In bike-sharing systems, the entire process from membership to rental and return has been automated. Using these systems, users can easily rent a bike from one location and return it to another. Hence, a bike rental company wants to understand and predict the number of bikes rented daily based on the environment and seasons.
- Variable - Description
- instant - Record index
- dteday - Date
- season - Season (1: springer, 2: summer, 3: fall, 4: winter)
- yr - Year (0: 2011, 1: 2012)
- mnth - Month (1 to 12)
- holiday - Weather day is a holiday or not
- weekday - Day of the week
- workingday - Working day (1: neither weekend nor holiday, 0: other days)
- weathersit - 1: Clear, few clouds, partly cloudy, partly cloudy 2: Mist + cloudy, mist + broken clouds, mist + few clouds, mist 3: Light snow, light rain + thunderstorm + scattered clouds, light rain + scattered clouds 4: Heavy rain + ice pallets
- temp - Normalized temperature in Celsius; The values are divided into 41 (max)
- atemp - Normalized feeling temperature in Celsius; The values are divided into 50 (max)
- hum - Normalized humidity; The values are divided into 100 (max)

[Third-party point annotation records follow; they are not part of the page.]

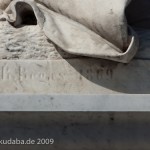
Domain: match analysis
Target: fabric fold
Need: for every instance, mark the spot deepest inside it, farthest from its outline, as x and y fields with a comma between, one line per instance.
x=93, y=38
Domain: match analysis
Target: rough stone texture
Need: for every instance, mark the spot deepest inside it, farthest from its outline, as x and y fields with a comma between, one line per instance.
x=27, y=42
x=78, y=76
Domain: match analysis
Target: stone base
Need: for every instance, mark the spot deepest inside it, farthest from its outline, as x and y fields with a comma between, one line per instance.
x=74, y=76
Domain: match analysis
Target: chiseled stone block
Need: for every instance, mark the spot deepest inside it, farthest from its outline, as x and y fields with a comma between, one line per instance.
x=74, y=76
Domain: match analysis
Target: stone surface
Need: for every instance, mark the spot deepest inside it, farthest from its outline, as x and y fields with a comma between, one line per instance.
x=28, y=42
x=74, y=76
x=75, y=103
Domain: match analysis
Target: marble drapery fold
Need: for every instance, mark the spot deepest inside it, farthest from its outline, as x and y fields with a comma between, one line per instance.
x=93, y=28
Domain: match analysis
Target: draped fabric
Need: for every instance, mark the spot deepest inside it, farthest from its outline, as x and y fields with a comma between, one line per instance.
x=93, y=28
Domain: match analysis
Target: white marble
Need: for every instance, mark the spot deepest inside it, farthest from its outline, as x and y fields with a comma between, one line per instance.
x=74, y=76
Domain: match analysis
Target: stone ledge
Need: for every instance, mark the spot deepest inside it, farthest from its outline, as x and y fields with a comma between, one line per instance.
x=75, y=103
x=74, y=76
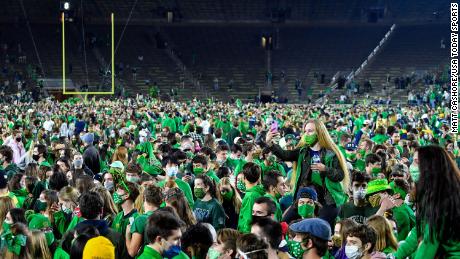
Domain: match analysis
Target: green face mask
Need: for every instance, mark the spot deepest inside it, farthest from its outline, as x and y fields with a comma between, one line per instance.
x=306, y=210
x=198, y=170
x=40, y=206
x=117, y=198
x=199, y=192
x=241, y=186
x=6, y=227
x=376, y=170
x=310, y=140
x=227, y=195
x=213, y=253
x=295, y=249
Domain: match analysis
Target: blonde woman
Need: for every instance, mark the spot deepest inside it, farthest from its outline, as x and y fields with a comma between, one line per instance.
x=230, y=199
x=318, y=164
x=386, y=240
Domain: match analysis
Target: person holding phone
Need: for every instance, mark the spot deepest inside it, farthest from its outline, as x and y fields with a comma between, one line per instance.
x=319, y=164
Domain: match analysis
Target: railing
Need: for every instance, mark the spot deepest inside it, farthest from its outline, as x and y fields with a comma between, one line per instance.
x=353, y=74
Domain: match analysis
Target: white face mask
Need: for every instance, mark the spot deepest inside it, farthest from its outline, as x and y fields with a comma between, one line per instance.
x=359, y=194
x=352, y=252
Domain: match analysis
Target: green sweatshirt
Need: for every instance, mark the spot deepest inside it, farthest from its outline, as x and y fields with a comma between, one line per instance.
x=405, y=220
x=278, y=213
x=245, y=218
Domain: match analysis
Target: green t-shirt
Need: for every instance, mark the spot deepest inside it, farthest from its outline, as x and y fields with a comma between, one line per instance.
x=210, y=212
x=358, y=214
x=121, y=221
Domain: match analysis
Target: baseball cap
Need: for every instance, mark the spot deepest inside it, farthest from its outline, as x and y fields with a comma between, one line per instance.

- windspeed - Normalized wind speed; The values are divided into 67(max)
- casual - Count of casual users
- registered - Count of registered users
- cnt - Count of total rental bikes including both casual and registered
Perform the following tasks on the dataset provided using R:
- Exploratory data analysis:
- Load the dataset and the relevant libraries
- Perform data type conversion of the attributes
- Carry out the missing value analysis
- Attributes distribution and trends
- Plot monthly distribution of the total number of bikes rented
- Plot yearly distribution of the total number of bikes rented
- Plot boxplot for outliers' analysis
- Split the dataset into train and test dataset
- Create a model using the random forest algorithm
- Predict the performance of the model on the test dataset
- Dataset file is : 1657875746_day.xlsx
- R code file is : R_internship_task_WEBRIY.R
- Put the data and R code file in a folder in the required local machine (where R and R studio softwares already installed beforehand)
- Now Ctrl+A and run the whole script by clicking on "run" option present in Rstudio
- All the visualizations plot already putting in github which i got it from the code.